The blood vessels harden, which causes problems in the blood flow. Thus, a person may become more susceptible to heart diseases like stroke, hypertension, heart attack, etc. Rarely, when the same bacteria infects blood vessels in the heart, it may lead to a life-threatening condition called endocarditis.
A recent study examined the correlation between oral health and heart disease in a million people and found that smoking increased the likelihood of developing heart disease in poor oral health individuals. Further research is being conducted to substantiate these claims.
The relationship between gum disease and diabetes, and vice versa, is now well established. Not only does the presence of gum disease pose a risk for diabetic individuals, having diabetes itself increases an individual’s risk of developing gum disease.

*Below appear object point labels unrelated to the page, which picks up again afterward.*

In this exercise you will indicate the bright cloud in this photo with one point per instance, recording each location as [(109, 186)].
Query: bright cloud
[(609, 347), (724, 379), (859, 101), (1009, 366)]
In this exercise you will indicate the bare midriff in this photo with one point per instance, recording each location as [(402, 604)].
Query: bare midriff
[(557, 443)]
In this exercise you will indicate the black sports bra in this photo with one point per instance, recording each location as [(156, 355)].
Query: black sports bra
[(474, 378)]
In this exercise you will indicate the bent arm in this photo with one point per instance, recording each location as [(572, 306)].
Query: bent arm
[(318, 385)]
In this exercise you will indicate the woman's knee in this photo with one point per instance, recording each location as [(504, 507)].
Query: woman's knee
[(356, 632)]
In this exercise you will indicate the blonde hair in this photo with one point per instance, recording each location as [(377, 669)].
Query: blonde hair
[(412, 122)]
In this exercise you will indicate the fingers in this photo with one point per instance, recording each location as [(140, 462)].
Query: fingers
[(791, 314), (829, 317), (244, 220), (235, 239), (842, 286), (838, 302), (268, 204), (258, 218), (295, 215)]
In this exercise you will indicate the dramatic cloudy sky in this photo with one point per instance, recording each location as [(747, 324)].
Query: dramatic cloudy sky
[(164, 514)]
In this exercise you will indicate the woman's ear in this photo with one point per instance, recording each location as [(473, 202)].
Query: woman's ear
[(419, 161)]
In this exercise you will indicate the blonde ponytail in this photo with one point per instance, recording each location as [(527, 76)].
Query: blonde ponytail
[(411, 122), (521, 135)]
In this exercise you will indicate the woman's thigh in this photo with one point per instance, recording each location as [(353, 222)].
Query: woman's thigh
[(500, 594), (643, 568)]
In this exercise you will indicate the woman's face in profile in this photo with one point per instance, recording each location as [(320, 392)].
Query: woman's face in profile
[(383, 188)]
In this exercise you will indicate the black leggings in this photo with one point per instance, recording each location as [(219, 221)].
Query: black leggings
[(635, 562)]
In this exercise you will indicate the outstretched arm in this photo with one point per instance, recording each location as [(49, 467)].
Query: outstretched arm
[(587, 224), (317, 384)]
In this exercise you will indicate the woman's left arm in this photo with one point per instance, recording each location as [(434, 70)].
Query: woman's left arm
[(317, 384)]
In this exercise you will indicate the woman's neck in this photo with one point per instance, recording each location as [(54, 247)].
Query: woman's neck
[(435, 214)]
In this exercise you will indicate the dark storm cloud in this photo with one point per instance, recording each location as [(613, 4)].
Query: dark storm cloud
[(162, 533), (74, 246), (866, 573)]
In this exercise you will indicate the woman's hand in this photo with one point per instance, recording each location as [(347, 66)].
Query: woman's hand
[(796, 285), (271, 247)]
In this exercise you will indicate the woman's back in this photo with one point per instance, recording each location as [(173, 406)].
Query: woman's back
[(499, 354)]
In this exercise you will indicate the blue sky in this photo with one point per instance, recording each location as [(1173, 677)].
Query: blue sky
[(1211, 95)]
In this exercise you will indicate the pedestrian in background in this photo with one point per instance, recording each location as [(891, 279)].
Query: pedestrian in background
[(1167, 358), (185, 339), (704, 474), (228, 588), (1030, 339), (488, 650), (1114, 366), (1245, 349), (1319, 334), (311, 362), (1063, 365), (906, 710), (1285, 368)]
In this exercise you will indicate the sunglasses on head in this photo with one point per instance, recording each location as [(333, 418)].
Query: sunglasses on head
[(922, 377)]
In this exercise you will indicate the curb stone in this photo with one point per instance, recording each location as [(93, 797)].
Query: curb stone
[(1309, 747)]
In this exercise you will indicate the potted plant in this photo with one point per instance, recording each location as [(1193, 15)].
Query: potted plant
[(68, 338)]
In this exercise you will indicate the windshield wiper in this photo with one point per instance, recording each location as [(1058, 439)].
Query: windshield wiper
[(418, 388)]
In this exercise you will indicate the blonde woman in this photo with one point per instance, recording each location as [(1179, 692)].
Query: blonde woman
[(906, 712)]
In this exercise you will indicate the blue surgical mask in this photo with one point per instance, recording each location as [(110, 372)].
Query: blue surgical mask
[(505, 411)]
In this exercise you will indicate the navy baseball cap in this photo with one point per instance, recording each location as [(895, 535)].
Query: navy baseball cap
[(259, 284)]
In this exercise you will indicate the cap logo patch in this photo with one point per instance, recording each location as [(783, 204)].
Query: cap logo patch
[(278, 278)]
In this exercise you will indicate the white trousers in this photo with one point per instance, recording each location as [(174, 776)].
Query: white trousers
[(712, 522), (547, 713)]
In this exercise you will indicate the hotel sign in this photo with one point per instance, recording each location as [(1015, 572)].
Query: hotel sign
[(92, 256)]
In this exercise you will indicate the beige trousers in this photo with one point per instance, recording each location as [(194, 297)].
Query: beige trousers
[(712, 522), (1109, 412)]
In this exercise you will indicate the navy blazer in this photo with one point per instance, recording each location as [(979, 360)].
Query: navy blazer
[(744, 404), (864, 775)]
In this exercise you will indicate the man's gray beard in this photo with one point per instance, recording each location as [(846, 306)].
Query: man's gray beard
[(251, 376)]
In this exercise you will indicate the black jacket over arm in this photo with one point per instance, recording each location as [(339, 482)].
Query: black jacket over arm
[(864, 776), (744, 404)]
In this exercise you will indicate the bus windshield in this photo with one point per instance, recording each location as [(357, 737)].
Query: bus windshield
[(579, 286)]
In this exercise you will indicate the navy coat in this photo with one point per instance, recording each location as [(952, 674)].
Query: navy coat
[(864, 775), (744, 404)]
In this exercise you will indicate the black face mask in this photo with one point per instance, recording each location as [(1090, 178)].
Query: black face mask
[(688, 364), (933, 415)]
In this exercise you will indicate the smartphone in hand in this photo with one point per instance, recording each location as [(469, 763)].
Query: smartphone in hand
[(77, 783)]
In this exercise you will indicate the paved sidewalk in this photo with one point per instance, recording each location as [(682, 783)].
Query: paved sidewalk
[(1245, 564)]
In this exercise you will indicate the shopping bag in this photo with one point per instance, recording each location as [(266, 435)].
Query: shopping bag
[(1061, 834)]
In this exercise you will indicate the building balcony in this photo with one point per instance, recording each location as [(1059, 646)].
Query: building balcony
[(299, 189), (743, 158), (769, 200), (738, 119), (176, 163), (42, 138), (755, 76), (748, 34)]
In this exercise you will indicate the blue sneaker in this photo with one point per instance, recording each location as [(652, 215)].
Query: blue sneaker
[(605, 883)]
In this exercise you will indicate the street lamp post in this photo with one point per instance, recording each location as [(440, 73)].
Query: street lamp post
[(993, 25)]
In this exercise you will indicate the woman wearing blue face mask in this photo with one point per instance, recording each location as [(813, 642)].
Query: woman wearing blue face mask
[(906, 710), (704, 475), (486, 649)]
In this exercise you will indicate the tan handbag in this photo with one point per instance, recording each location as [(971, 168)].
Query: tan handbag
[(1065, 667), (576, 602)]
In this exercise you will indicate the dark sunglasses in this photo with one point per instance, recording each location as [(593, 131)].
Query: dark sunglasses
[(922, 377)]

In a diabetic person, there is reduced tolerance of the body to invading bacteria and infections. Elevated blood sugar levels in the saliva can act as a food source for the bacteria in the mouth and encourage their growth. Therefore, there may be a greater chance of infection in a diabetic person. The higher the sugar levels, the more favourable is the oral environment for bacteria to thrive in.
In terms of the inflammatory response seen in the body, there is a clear association between arthritis and gum disease. We see similar types of inflammatory compounds in the blood of individuals with severe gum disease and rheumatoid arthritis. Researchers at Johns Hopkins University found that gum disease-causing bacteria may trigger the autoimmune response (self-destructive behaviour) of immune cells seen in Rheumatoid arthritis.
Other possible health problems may include
Upper respiratory tract infections like pneumonia, bronchitis and even COPD may occur if bacteria from diseased gums reach the lungs through the bloodstream or airway. Although there isn’t sufficient research to explain the mechanism, a study published in the Journal of Periodontology found that patients with respiratory disease had poorer oral health and more significant gum inflammation than those with no respiratory disease.
Fluctuations in the hormone levels of a pregnant woman lead to an increased risk of developing oral infections. In unusual circumstances, when the mother has high inflammation levels in her body, the bacteria could cross over the placental membrane potentially causing birth complications. Severe gum disease in pregnant women may also elevate labour-inducing chemicals in the body, leading to preterm birth and low birth weight babies.
Researchers found that pregnant women with gum disease may be twice as likely to develop pre-eclampsia (elevated blood pressure, urinary protein and signs of some other organ damage- usually the kidney or liver). Scientists feel more research needs to be done to understand the mechanism behind this link with gum disease.
How to prevent complications from poor oral health?
The only way you can protect yourself from serious health problems brought on by poor oral health is to ensure that you practice good oral hygiene and visit the dentist and/or hygienist for regular preventive care (once every six months).
Some ways you can maintain good oral health are:
- Brush twice a day using correct brushing techniques
- Floss between your teeth regularly
- Use fluoride-containing toothpaste
- Avoid sugary drinks and foods
- Eat a well-balanced diet
- Limit Alcoholic drinks
- Avoid smoking or chewing tobacco products
- Monitor your oral medication and notice any side effects
- Schedule regular dental checkups and hygienist preventive treatment
Follow these tips, and you will enjoy healthy, strong teeth for the rest of your life.